- Manga volume 1 cover

モンキーターン (Monkī Tān)
- Genre: Sports
- Written by: Katsutoshi Kawai
- Published by: Shogakukan
- Imprint: Shōnen Sunday Comics
- Magazine: Weekly Shōnen Sunday
- Original run: August 21, 1996 – January 1, 2005
- Volumes: 30

Monkey Turn / Monkey Turn V
- Directed by: Katsuhito Akiyama
- Written by: Atsuhiro Tomioka
- Music by: Daisuke Ikeda
- Studio: OLM
- Original network: TV Tokyo
- Original run: January 10, 2004 – December 18, 2004
- Episodes: 50

= Monkey Turn =

Japanese manga series by Katsutoshi Kawai and its anime adaptation

Monkey Turn (モンキーターン, Monkī Tān) is a Japanese manga series written and illustrated by Katsutoshi Kawai. It was serialized in Shogakukan magazine Weekly Shōnen Sunday from August 1996 to January 2005, with its chapters collected in 30 tankōbon volumes. The manga spawned two anime television series adaptations, Monkey Turn and Monkey Turn V, which were both produced by OLM and aired on TV Tokyo in 2004, totalling 50 episodes.
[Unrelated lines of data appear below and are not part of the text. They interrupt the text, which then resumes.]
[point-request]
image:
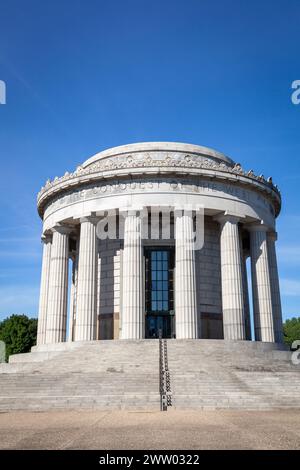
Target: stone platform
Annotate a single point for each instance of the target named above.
(124, 374)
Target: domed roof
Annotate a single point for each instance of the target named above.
(160, 147)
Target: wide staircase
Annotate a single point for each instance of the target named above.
(210, 374)
(120, 374)
(101, 374)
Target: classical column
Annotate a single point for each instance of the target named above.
(275, 291)
(86, 315)
(58, 286)
(185, 277)
(133, 322)
(43, 305)
(246, 296)
(261, 285)
(73, 297)
(232, 279)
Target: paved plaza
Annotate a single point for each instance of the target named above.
(150, 430)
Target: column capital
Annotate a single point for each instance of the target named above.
(46, 237)
(62, 228)
(132, 210)
(272, 236)
(228, 217)
(92, 219)
(257, 227)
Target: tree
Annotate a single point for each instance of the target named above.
(18, 333)
(291, 330)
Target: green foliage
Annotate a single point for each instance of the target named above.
(18, 333)
(291, 330)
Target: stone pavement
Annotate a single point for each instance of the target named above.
(217, 429)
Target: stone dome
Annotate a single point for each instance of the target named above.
(158, 147)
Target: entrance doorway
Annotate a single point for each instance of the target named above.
(159, 292)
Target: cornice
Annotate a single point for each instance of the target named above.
(168, 164)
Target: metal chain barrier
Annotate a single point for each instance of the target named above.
(164, 375)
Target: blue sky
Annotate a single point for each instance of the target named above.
(82, 76)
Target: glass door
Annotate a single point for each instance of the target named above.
(159, 292)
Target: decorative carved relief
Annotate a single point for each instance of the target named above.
(159, 159)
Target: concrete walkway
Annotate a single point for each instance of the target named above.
(150, 430)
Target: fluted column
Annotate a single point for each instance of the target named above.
(73, 297)
(43, 304)
(275, 290)
(133, 322)
(261, 285)
(185, 277)
(246, 297)
(58, 286)
(232, 279)
(86, 315)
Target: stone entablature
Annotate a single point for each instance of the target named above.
(212, 167)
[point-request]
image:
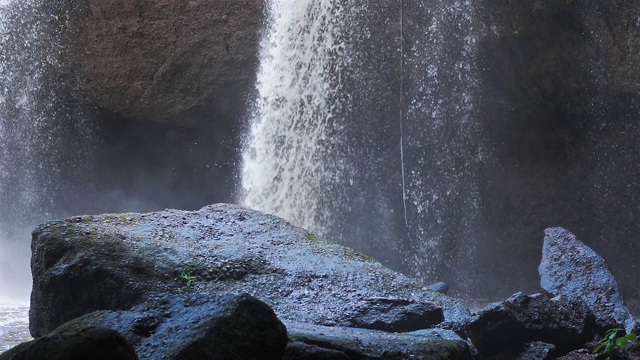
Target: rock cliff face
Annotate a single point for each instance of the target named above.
(170, 61)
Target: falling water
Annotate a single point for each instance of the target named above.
(43, 145)
(386, 160)
(289, 163)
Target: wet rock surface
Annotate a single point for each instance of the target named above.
(571, 268)
(117, 261)
(167, 61)
(365, 344)
(194, 327)
(87, 343)
(393, 315)
(521, 319)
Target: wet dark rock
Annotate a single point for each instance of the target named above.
(194, 327)
(521, 319)
(571, 268)
(88, 343)
(537, 351)
(580, 354)
(441, 287)
(303, 351)
(116, 261)
(394, 315)
(358, 344)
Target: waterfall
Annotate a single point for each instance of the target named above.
(366, 130)
(289, 159)
(43, 140)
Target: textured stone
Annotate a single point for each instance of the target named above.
(433, 344)
(509, 325)
(395, 315)
(87, 343)
(194, 327)
(571, 268)
(167, 60)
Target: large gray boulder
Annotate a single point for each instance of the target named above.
(431, 344)
(571, 268)
(170, 61)
(117, 261)
(193, 327)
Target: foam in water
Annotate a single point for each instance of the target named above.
(288, 161)
(407, 176)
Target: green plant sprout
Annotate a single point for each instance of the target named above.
(612, 342)
(188, 279)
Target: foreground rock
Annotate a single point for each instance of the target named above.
(356, 344)
(88, 343)
(508, 326)
(114, 262)
(194, 327)
(571, 268)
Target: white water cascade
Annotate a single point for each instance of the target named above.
(43, 144)
(294, 129)
(364, 129)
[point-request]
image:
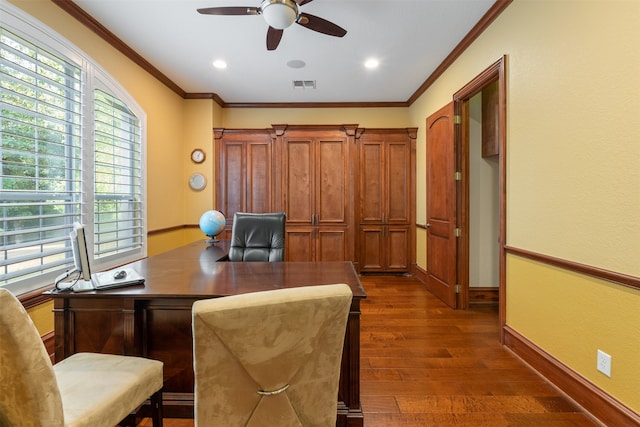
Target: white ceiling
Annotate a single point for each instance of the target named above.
(410, 38)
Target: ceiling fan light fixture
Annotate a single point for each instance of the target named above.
(279, 14)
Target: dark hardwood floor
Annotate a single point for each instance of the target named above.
(423, 364)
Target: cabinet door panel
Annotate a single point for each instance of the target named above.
(397, 248)
(298, 180)
(371, 182)
(371, 248)
(398, 167)
(232, 187)
(331, 182)
(331, 244)
(259, 179)
(299, 244)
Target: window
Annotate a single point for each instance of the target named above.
(72, 148)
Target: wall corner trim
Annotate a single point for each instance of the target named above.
(599, 404)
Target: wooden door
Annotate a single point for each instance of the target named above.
(331, 168)
(244, 172)
(397, 248)
(299, 182)
(372, 191)
(398, 180)
(441, 205)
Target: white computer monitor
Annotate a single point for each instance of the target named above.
(80, 252)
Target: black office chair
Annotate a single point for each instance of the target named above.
(257, 237)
Monkey Turn won the 45th Shogakukan Manga Award in the shōnen category in 2000.

==Plot==
The series follows Kenji Hatano, a young man who sets out to master the world of kyōtei (hydroplane racing). Over the course of the series he develops a serious rivalry with fellow racer Hiro Doguchi.

==Characters==
- Kenji Hatano (波多野 憲二, Hatano Kenji)
Initially a high school student who was dreaming of being a professional baseball player, Hatano quits after losing a match against another school. His coach, who sees talent in Hatano, then introduces him to the world of motorboat racing. Hatano promises to become the top racer in Japan within three years. He realizes this feat by mastering the "monkey turn," a high-speed cornering technique used in boat racing.
- Takehiro Doguchi (洞口 雄大, Dōguchi Takehiro)
Hatano's principal rival. His style of racing is much reviled by other racers on the circuit.
- Sumi Ubukata (生方 澄, Ubukata Sumi)
Hatano's childhood friend and romantic interest. She is very supportive of Hatano and attends all of his races.

==Media==
===Manga===
Monkey Turn was written and illustrated by Katsutoshi Kawai. It was serialized in Shogakukan's Weekly Shōnen Sunday from August 21, 1996, to January 1, 2005. Shogakukan collected its chapters in thirteen tankōbon volumes, published from February 18, 1996, to February 18, 2005.

===Anime===
Monkey Turn was adapted into a 25-episode anime television series by OLM, Inc., which aired on TV Tokyo from January 10 to June 26, 2004. A second 25-episode season, titled Monkey Turn V, was broadcast from July 3 to December 18, 2004.

==Reception==
The manga series won the 45th Shogakukan Manga Award in the shōnen category in 2000.